Arizona, a state that Democrats had hoped to turn blue this year with a surge in Latino voter registration, has vacillated in and out of the swing state pile in 2012 and is set up for what looks to be a razor-thin election. One indicator of the likely outcome: 80 percent of Latinos -- who vote overwhelmingly for Democrats and make up just under 20 percent of the state’s registered voters -- are leaning towards Obama, while just 14 percent lean toward or plan to vote from Romney, according to a Latino Decisions poll released late last week. If Latinos show up in large numbers in Arizona, the traditionally Republican state becomes another that will be hard for Romney to win, Manzano said. The Latino vote has never swung Arizona's partisan alignment before. But, the Latino population eligible to vote has surged by 72 percent in the last decade, according to state voter registration data.

Even in Florida, where a Latino Decisions poll gives Obama a narrower lead and other polls put the candidates in a closer contest for Hispanic voters, the race for the Latino vote is not close.

In Florida, the state with the nation’s only sizable, reliably Republican set of Latino voters, Romney has about 34 percent of the Latino vote compared to Obama’s 52 percent.

“What we are seeing is the growing diversity of the Latino vote in Florida,” Manzano said. "Puerto Ricans, Columbians, Mexicans and younger Cubans have put it in play."

For the political groups and parties working to mobilize the large number of Latino voters who live and work in Central Florida as well Miami, the final weeks before the election have turned into a battle to recruit skilled volunteers and short-term staffers who can in turn then mobilize the Latino vote.

The Republican Party is putting up a fight, staging something call "Súper Sábado," or Super Saturday.

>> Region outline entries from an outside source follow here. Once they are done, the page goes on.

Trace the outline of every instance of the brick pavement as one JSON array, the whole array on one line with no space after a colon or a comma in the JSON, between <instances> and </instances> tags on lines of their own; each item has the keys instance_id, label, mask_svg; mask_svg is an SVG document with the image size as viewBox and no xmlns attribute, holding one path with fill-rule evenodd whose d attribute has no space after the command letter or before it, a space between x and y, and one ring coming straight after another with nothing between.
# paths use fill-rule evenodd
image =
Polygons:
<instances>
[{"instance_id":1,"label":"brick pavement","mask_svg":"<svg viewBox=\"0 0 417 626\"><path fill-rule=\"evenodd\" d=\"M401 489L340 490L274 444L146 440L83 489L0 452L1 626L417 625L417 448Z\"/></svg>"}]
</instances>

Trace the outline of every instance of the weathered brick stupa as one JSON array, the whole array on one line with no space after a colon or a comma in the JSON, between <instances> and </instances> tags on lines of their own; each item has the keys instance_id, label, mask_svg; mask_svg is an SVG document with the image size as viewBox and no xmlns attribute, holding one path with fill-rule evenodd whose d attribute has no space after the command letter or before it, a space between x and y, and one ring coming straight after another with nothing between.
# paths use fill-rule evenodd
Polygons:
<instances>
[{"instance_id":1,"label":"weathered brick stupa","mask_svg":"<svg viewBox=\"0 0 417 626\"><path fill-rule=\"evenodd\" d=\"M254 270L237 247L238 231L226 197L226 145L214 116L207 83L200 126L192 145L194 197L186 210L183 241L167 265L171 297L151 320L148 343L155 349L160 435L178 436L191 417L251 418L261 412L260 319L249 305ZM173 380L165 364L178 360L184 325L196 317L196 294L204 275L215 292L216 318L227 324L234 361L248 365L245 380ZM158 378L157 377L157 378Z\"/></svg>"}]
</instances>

Each week leading up to the election, the party will dispatch volunteers and staffers to knock on the doors of independent and registered Republican Latino voters, a party official said last week.

That effort is matched by an aggressive but small group of dedicated bilingual phone bank volunteers, said Nancy C. Acevedo, a regular volunteer and founder of the Florida chapter of the National Republican Hispanic Alliance.

“We have a lot of people who when we talk to them, they change their minds,” Acevedo said. “The Hispanic vote really is the swing vote.”

Mi Familia Vota, a mostly union-funded political organization, is already dispatching workers and volunteers all over the Interstate 4-area, armed with iPads that help them identify which Latino voters joined the state’s voter rolls this year and which have voted in just one or two of the last four elections. And the organization is hiring in Florida and other states so that Mi Familia makes contact at least three times before Election Day Nov. 6.

“I think the I-4 corridor is where this race is really going to be lost or won,” said Ben Monterosso, the executive director of Mi Familia Vota, which as of last week had registered just over 80,000 new voters nationwide, according to the organization. “Central Florida is the battleground of battlegrounds."